Treatment of Carriers
Medical management:
- Guttural pouch lavage: Performed via transendoscopic catheterization. The pouch is flushed with 500 mL to 1 L of sterile saline or a dilute antiseptic solution (0.1% povidone-iodine) daily for 5 to 7 days [19].
- Topical antimicrobials: After lavage, instillation of 20 mL of a 1% ceftiofur solution or 10 mL of 2.5% gentamicin solution into the guttural pouch has been described [23].
- Systemic antimicrobials: The use of systemic antimicrobials for carrier clearance is controversial. While penicillin G (22,000 IU/kg IM BID) or ceftiofur (2.2 mg/kg IV BID) can eliminate S. equi from the guttural pouch, they may also suppress the immune response and increase the risk of re-infection [30].
Surgical intervention:
- For horses with chondroids that do not resolve with lavage, surgical removal via a modified Whitehouse approach (viborg's triangle) or transendoscopic laser fragmentation is indicated [19].
Clearance confirmation:
- A horse is considered cleared of the carrier state after three consecutive negative PCR results from guttural pouch lavage samples collected at weekly intervals [37].
Vaccination and Immunity
Two types of vaccines are available: an intramuscular killed whole-cell bacterin and an intranasal modified-live vaccine (MLV).
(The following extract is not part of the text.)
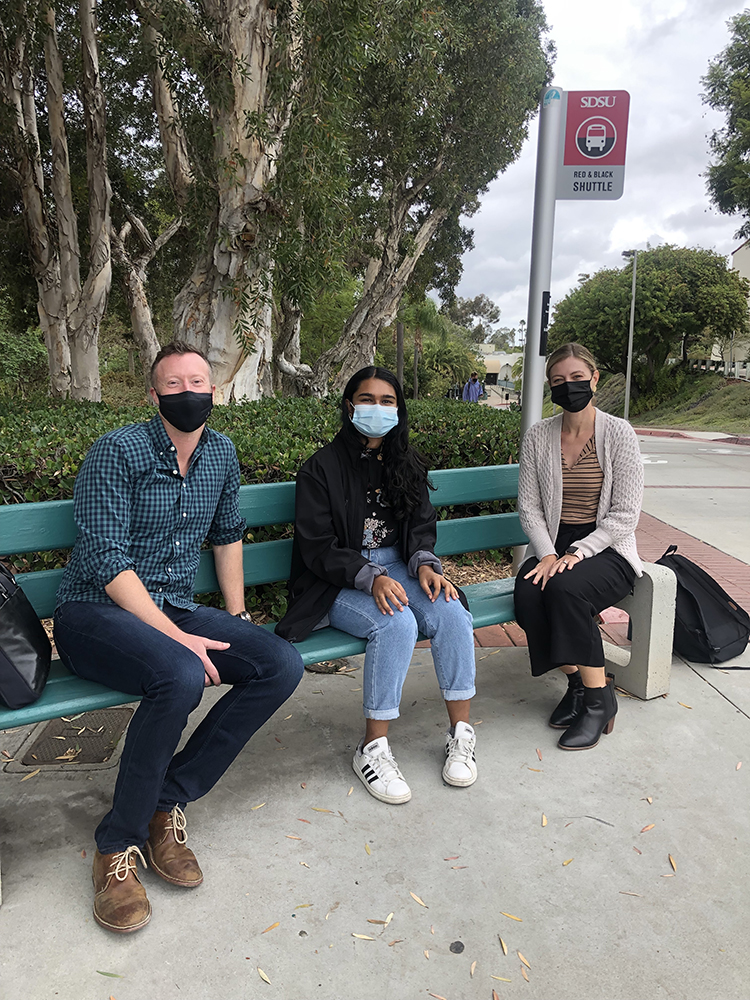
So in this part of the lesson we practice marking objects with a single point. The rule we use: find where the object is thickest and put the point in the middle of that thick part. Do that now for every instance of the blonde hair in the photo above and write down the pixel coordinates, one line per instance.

The MLV vaccine induces mucosal IgA and systemic IgG responses and provides superior protection against challenge compared to the bacterin [42]. However, the MLV can cause adverse reactions, including abscess formation at the injection site and, rarely, purpura hemorrhagica. Vaccination does not prevent infection but reduces the severity of clinical signs and the duration of shedding [51].
Serological monitoring post-vaccination: SeM ELISA titers following vaccination are typically low (1:200 to 1:800) and decline within 3 to 6 months. A titer > 1:1,600 in a vaccinated horse suggests natural infection or carrier status [41].
Conclusion
Equine strangles remains a significant challenge for the equine industry due to its high morbidity, the existence of asymptomatic carriers, and the limitations of current vaccines. The diagnostic armamentarium has advanced considerably with the adoption of SeM-targeted qPCR, which offers superior sensitivity for both acute case confirmation and carrier detection. Serological testing via SeM ELISA provides complementary information for herd screening and risk assessment. Effective outbreak management requires a multi-pronged approach: rapid diagnostic testing, strict biosecurity protocols, cohorting of horses, and systematic clearance of guttural pouch carriers. The integration of molecular diagnostics with evidence-based biosecurity remains the most effective strategy for controlling this economically important pathogen.